The steam-assisted gravity-drainage (SAGD) process is used widely to recover heavy oil and bitumen from formations in which no other recovery method has proved to be economical. It is an energy-intensive process, and because of economic and environmental reasons, solvents as additives to the injected steam are being explored currently to reduce the energy and emissions intensity of SAGD. The solvent-aided process (SAP), tested in the field and described in the literature, is one such attempt.
In the SAP, a small amount of hydrocarbon solvent is introduced as an additive to the injected steam. Thus, the viscosity of the oil is also reduced because of solvent dilution in addition to heating. The SAP can improve the energy efficiency of SAGD significantly, thus reducing the heat requirement, as shown in field trials discussed elsewhere. However, on the use of the right amount of solvent that can result in best overall performance, there is very little discussion in the literature. Because of the high cost of such solvents, there is incentive to optimize their use in SAGD. Recently, various authors have attempted to address the subject with, for example, arbitrary time-dependent schemes of solvent injections, assessing their impact on results or by treating the internal reservoir dynamics as a black box and using optimization methods, such as genetic algorithms (GAs), to estimate the optimal amount of solvent.

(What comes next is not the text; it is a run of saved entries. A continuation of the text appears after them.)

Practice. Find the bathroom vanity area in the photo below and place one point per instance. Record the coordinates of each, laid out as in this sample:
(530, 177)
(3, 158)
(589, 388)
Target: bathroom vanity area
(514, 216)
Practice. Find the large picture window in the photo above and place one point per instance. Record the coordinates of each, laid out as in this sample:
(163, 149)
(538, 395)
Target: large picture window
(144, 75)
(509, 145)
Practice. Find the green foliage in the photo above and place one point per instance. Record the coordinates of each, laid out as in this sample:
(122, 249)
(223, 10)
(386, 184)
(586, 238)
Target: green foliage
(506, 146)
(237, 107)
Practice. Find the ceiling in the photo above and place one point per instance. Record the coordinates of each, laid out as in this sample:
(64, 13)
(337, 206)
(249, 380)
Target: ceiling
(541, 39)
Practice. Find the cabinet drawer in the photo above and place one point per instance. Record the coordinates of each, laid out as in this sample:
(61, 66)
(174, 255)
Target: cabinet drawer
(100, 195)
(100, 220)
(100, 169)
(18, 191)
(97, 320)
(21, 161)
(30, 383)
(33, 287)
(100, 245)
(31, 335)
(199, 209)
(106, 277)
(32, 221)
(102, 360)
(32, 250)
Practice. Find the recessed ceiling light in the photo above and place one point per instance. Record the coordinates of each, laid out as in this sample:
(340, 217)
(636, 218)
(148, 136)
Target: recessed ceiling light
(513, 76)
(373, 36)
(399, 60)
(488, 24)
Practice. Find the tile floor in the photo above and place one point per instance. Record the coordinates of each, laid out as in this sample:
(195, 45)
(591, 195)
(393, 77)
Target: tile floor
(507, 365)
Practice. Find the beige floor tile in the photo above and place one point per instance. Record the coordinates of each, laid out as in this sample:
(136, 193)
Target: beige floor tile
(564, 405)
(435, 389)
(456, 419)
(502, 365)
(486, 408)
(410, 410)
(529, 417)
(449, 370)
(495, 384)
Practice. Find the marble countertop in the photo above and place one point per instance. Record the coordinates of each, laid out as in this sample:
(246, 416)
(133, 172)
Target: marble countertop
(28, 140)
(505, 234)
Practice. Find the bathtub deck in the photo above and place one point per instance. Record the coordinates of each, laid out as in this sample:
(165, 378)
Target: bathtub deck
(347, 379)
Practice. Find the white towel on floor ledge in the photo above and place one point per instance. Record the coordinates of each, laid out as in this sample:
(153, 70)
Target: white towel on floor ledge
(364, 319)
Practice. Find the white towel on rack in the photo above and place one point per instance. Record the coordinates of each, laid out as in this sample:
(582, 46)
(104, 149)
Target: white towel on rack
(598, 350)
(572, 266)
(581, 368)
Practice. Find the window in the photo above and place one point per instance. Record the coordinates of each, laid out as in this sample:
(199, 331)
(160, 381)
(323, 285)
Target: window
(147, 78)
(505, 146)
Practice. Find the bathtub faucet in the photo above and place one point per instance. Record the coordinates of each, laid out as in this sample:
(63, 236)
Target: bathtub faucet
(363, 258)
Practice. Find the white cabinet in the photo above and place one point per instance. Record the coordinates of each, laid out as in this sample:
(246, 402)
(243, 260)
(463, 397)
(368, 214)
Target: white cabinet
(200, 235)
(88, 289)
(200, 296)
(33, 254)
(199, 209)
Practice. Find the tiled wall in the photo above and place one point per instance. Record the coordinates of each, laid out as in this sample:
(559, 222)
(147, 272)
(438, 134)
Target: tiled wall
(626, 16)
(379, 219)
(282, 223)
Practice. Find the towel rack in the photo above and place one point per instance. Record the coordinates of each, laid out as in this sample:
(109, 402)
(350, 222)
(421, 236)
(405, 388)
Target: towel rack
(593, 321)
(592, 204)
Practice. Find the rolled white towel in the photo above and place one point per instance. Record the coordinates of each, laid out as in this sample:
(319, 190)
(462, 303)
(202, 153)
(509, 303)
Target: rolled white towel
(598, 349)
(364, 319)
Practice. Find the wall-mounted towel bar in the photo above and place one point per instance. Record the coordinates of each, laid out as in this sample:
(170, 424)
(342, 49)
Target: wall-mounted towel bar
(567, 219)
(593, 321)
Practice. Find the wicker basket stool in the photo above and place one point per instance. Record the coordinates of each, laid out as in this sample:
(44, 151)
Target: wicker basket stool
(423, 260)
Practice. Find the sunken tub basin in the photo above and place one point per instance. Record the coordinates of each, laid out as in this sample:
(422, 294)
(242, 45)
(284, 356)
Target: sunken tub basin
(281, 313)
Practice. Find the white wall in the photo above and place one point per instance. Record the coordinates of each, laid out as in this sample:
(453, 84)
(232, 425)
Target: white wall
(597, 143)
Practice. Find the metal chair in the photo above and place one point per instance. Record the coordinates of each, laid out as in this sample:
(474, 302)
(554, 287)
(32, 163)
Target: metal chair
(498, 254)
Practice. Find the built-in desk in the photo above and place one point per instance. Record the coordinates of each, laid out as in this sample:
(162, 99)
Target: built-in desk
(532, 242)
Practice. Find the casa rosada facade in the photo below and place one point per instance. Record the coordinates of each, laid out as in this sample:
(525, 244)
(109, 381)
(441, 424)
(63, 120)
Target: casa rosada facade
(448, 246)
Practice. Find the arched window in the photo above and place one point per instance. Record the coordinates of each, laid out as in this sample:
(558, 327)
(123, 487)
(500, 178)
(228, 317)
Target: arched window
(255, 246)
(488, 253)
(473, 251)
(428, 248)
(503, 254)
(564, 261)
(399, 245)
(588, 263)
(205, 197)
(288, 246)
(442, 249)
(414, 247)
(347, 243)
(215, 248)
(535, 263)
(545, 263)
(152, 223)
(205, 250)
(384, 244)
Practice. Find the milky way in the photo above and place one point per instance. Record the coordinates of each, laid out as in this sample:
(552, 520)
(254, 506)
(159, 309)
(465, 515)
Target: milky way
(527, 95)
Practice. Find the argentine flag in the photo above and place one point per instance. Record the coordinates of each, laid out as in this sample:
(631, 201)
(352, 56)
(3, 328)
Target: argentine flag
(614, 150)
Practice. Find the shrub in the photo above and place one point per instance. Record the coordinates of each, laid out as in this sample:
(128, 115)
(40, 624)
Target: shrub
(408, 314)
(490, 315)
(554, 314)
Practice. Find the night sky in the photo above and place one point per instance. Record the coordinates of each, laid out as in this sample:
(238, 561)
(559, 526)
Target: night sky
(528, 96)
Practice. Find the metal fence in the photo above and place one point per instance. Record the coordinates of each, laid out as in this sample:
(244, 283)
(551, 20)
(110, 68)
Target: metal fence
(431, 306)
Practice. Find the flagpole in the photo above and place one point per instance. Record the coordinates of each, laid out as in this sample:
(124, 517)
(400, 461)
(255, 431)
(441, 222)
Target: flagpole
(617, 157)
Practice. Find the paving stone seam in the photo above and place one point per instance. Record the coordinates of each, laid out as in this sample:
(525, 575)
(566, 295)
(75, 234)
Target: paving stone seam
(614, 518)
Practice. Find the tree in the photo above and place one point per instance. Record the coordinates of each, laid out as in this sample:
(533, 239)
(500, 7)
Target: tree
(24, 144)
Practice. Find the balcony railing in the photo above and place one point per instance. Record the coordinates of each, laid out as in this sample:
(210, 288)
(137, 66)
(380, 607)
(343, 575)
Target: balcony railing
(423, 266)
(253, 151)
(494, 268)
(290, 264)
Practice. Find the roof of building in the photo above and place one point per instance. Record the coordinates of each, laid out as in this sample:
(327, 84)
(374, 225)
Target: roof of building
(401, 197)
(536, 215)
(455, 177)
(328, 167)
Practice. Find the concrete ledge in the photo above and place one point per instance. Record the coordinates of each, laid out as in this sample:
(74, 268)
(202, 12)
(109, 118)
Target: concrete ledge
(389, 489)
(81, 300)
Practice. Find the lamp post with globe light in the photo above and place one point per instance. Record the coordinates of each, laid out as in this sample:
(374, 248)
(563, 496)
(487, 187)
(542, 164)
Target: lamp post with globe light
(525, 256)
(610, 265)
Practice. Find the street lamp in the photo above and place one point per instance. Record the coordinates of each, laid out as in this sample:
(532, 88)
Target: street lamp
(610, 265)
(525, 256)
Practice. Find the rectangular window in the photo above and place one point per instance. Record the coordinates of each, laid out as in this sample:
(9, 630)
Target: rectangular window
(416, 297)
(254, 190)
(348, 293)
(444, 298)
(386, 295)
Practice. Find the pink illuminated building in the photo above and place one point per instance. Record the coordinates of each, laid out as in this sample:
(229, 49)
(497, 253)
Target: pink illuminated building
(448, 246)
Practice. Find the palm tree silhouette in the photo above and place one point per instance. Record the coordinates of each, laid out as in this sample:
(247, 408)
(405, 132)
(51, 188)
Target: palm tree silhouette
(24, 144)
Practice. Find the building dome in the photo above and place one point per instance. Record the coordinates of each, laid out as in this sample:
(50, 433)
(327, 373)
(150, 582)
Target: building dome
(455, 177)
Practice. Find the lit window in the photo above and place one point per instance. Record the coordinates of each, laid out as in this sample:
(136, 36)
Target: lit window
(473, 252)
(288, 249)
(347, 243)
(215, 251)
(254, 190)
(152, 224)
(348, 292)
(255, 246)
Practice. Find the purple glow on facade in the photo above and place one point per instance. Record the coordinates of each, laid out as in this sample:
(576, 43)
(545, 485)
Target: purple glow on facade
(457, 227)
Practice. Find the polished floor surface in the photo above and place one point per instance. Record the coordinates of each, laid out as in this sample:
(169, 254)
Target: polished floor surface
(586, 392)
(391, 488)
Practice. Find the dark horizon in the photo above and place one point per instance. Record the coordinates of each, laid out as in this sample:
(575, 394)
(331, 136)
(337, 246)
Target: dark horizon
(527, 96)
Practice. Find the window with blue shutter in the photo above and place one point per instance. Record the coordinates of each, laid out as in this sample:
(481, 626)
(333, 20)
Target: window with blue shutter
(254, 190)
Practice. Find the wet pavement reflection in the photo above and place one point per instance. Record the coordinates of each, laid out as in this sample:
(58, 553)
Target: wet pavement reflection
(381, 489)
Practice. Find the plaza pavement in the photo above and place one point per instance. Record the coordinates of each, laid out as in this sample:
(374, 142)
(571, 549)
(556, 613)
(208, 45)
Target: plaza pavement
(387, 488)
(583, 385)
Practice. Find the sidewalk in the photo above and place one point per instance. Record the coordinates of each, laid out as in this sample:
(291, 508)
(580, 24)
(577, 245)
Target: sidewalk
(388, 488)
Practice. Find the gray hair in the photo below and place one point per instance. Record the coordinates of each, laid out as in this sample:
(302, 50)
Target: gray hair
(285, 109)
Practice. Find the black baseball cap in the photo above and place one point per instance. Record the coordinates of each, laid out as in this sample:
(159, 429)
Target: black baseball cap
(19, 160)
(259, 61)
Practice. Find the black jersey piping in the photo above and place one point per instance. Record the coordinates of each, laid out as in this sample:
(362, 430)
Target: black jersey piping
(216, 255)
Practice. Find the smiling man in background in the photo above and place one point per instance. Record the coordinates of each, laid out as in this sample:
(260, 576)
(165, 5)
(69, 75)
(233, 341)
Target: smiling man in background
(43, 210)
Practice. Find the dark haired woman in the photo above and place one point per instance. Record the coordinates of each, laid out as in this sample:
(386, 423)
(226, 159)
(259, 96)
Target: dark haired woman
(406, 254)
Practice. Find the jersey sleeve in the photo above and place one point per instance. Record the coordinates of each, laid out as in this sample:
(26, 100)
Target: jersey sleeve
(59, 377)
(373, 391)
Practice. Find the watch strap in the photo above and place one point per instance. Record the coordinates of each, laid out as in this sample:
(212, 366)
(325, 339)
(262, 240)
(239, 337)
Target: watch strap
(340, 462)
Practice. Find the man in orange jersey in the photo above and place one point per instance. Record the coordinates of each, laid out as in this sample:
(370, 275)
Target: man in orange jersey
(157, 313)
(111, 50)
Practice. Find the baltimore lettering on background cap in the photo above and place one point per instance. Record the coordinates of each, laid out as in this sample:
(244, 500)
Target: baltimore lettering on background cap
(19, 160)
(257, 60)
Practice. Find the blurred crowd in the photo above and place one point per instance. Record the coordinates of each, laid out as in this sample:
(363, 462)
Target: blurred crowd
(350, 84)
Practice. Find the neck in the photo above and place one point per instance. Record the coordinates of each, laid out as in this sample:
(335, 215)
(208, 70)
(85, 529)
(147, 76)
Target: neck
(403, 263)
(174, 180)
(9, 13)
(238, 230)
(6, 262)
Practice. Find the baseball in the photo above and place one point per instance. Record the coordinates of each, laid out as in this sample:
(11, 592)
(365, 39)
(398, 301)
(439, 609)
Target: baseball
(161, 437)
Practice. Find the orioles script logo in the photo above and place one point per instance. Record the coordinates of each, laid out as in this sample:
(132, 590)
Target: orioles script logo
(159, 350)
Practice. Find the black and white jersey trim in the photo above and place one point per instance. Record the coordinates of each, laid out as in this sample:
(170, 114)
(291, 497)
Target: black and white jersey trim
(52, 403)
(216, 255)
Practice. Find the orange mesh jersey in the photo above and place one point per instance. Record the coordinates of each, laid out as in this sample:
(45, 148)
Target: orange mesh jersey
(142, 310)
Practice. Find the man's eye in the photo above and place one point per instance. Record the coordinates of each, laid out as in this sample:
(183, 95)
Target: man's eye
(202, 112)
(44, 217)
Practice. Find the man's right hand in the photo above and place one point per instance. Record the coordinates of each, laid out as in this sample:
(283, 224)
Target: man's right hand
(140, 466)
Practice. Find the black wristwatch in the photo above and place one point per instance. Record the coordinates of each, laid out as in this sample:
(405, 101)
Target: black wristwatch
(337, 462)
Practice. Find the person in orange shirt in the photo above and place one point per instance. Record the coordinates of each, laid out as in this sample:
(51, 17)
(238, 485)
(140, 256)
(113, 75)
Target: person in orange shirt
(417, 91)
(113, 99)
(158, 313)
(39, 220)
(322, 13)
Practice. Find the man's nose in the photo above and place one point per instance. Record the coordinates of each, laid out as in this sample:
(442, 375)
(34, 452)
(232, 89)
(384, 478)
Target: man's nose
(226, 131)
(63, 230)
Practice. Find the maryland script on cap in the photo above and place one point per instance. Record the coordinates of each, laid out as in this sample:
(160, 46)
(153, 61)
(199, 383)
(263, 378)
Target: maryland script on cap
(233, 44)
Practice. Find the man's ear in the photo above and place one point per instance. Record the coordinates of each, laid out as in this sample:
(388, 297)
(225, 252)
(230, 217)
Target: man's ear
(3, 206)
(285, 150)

While these approaches orient us to the problem in a context-specific manner, it is believed a generalized treatment to estimate optimal use of solvent requires a mechanism-based understanding.
The approach presented in this paper is aimed at estimating the optimal solvent in the context of SAGD. It combines the existing Butler's oil-drainage analytical models (Butler 1985, 1988, 1994) for SAGD and vapor extraction (VAPEX), which deal with heating effect and solvent-dilution effect one at a time, into one. Then, it calculates the time-dependent steam rates to maintain the predicted oil rates in conjunction with solvent rates and, thus, estimates the solvent/steam ratio (SSR) and the steam/oil ratio (SOR). The results are discussed for a few light-alkane solvents. In the process of this exercise, it is discovered that to obtain reasonable SSR and SOR, a significant amount of oil has to drain from a diffuse layer, which has a varying temperature, solvent concentration, and gas saturation (from maximum gas saturation at the injection end to zero at the vapor/liquid interface).